What new business would you love to start?

I think starting Settle4Success allows me to see into many new business opportunities. Who knows, I may invest or become partners with ones that catch my attention!

If you could go back in a time machine to the time when you were first making a name for yourself, what advice would you give yourself?

I would tell myself to hold on to the days of having nothing to lose a little longer. When you first start you take big risks, you have nothing to lose and stress is minimal. When you start experiencing success, you can lose everything. That fear of going back to nothing causes hesitation. You’re not willing to take on such risks anymore because you have something to lose. Although I am by no means anywhere near my finish line, I do miss the beginning phases. Enjoy those moments because that is where history is made.

Do you have any favorite business-related or personal development related books that you can recommend?

I don’t want to sound bias, but I have a book coming out end of this year – Settle For Success. I think many people will enjoy it. As far as authors go, I like Jocko Willink and Gary Vaynerchuk. They both have several inspiring books published and I have bookmarked pages that I constantly turn back to for reference.

What money mistakes have you made along the way that others can learn from (or something you’d do differently)?

Entrepreneurship is a risky business. Working in Corporate America and on Wall Street, I’ve seen major companies lose millions of dollars. Fortunately, I was able to utilize my time on Wall Street to avoid many of those mistakes. To succeed on your own, you have to undoubtedly take risks, but those risks can and should be calculated. Start small and scale as you have some experience with success. This will keep your business and any losses manageable.

What have you learned in the process of becoming wealthy that others can learn from?

Being wealthy was never my goal. Like I said, pursuing my passion was and still is. I always wanted to provide for my family. The financial status sort of came once the market started positively accepting my work. That is a great feeling. But being wealthy is organic. It’s open-ended and you have to struggle with the reality that not everyone will like you. My advice to others is to stay humble and realize there’s always something to learn, regardless of the origin nor how big you get.

What form of marketing has worked well for your business throughout the years?

My background lies within the expertise in security and risk management. In this space, relationship building is the best marketing solution. It takes a lot of sweat equity to develop and foster relationships between individuals. However, those relationships will last a long time. In business, I don’t look for ‘one and done’ clients. Developing a trustworthy relationship ensues years of collaboration.

How did your brand stand out from the rest of the other brands out there that is similar to your niche?

Right now, Settle4Success is free and it offers opportunities to connect directly with myself and other business collaborators for one on one advice and mentorship.

What is the toughest decision you had to make in the last few months?

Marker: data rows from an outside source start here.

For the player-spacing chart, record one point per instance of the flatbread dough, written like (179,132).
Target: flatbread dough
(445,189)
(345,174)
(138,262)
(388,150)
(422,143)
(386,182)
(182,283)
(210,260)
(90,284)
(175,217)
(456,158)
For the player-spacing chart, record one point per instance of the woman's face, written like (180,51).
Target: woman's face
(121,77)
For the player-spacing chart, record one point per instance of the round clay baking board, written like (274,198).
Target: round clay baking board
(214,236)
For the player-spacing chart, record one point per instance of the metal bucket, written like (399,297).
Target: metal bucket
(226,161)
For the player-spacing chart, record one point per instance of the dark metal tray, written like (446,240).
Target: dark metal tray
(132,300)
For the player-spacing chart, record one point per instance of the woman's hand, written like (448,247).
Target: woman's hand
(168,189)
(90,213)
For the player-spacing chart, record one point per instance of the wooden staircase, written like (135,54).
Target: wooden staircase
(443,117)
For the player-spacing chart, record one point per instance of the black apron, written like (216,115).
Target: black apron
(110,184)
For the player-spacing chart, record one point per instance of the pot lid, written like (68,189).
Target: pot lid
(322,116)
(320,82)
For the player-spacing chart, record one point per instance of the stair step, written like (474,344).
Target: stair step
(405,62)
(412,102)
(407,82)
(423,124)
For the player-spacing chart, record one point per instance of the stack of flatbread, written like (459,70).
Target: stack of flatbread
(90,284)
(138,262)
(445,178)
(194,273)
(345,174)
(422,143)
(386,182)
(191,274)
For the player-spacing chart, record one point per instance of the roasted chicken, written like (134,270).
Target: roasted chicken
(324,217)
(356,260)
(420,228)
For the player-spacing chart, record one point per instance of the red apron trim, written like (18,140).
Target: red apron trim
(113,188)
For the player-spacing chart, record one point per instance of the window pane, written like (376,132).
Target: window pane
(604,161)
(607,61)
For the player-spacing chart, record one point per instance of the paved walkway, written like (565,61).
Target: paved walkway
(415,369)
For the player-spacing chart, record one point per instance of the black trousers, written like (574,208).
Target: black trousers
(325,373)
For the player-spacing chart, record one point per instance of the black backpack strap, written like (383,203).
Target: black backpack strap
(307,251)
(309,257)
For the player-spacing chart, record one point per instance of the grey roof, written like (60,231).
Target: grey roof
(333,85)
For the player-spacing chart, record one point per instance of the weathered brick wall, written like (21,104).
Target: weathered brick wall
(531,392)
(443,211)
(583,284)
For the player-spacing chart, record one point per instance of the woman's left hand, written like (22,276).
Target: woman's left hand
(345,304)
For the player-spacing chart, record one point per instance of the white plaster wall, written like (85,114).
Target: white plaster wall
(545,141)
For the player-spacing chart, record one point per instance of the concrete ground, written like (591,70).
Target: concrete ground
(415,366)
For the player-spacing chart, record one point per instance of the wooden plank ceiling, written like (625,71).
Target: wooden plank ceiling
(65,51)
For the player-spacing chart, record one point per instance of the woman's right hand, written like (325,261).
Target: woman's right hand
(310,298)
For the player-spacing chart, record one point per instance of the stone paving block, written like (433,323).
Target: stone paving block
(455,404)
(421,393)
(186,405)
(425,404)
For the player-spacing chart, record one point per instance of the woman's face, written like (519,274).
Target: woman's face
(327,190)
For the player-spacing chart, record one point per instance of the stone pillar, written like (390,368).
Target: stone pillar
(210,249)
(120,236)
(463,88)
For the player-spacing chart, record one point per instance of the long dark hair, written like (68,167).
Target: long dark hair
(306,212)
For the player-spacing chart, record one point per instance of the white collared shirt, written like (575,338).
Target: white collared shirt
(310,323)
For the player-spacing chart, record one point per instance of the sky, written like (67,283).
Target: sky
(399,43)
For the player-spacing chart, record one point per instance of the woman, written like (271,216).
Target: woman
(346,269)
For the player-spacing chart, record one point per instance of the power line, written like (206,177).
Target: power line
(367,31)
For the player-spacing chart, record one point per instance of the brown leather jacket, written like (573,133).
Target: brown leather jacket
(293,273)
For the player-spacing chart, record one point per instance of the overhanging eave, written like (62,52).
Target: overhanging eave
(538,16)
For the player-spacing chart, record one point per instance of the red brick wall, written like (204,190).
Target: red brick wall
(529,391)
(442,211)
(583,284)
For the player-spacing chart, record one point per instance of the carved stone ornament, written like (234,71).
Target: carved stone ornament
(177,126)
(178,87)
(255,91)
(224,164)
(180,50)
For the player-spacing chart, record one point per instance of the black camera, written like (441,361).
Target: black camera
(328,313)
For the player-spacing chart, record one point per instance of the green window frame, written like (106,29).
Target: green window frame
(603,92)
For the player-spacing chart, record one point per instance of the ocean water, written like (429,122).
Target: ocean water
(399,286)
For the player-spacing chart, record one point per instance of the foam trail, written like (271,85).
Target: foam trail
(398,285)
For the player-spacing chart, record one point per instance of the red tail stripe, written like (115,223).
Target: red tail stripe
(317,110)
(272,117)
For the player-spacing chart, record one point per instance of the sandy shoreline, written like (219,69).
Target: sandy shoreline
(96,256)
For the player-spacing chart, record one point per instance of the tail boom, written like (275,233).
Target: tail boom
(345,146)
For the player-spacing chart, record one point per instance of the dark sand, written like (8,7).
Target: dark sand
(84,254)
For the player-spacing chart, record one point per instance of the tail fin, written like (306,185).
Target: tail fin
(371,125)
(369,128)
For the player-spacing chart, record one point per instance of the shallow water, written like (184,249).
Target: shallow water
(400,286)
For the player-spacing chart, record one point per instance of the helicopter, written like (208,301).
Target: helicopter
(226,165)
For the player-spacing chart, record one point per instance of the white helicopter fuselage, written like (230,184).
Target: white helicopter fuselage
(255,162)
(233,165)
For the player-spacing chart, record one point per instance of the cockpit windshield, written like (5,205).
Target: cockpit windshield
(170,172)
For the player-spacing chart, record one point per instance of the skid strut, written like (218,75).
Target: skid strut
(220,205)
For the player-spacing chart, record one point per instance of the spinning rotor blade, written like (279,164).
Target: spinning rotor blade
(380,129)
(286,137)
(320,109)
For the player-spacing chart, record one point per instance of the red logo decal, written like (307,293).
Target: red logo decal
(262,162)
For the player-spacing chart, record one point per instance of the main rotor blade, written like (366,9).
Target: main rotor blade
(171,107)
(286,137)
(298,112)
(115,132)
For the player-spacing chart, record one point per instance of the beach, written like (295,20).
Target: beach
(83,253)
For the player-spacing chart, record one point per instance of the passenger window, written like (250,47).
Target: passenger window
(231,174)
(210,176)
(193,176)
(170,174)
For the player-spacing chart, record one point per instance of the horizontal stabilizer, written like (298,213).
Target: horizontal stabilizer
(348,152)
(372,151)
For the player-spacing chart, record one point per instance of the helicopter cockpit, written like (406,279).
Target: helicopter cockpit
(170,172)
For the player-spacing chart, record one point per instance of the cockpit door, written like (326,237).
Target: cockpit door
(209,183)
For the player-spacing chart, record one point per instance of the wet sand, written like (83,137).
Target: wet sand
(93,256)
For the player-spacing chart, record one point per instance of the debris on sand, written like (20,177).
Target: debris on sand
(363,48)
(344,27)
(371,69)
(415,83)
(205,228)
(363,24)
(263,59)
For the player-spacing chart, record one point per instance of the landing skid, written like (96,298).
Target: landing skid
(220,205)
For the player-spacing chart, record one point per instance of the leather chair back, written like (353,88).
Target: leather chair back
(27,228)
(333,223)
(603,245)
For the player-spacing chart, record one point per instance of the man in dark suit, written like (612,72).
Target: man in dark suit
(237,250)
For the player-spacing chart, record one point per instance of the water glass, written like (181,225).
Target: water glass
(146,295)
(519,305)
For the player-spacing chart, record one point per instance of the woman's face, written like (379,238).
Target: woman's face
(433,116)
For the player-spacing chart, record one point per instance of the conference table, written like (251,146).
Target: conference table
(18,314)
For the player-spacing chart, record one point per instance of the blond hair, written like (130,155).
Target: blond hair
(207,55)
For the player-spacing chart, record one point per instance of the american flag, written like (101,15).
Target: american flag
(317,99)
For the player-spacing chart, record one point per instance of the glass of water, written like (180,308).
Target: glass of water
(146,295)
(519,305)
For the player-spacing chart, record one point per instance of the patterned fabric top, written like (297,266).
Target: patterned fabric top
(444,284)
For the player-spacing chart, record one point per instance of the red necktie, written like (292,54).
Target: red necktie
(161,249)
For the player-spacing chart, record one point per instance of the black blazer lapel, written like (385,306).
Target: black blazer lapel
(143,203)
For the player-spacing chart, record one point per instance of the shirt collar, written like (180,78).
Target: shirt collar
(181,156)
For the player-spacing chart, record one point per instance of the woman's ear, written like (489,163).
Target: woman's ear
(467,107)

The global COVID-19 pandemic has been tough on everyone and I think many people had to make hard decisions. For me, the hardest decision was to double down on my Settle4Success mentorship and launch throughout this period of uncertainty. S4S requires time and financial resources to launch. I decided to continue moving forward and speed up the launch date because I know there are so many people out there contemplating their careers during COVID and need to consume my information to help them make the changes necessary to succeed.

What is the best advice you have ever been given?

The best advice I was given was to always try. Win or lose, you will never have any regrets for trying.

What advice would you give to a newbie Entrepreneur setting up their first business?

When you die, there are two numbers on your tombstone. The year you were born – the year you died. Pace yourself! It is a long, stressful, rewarding road. Enjoy the dash!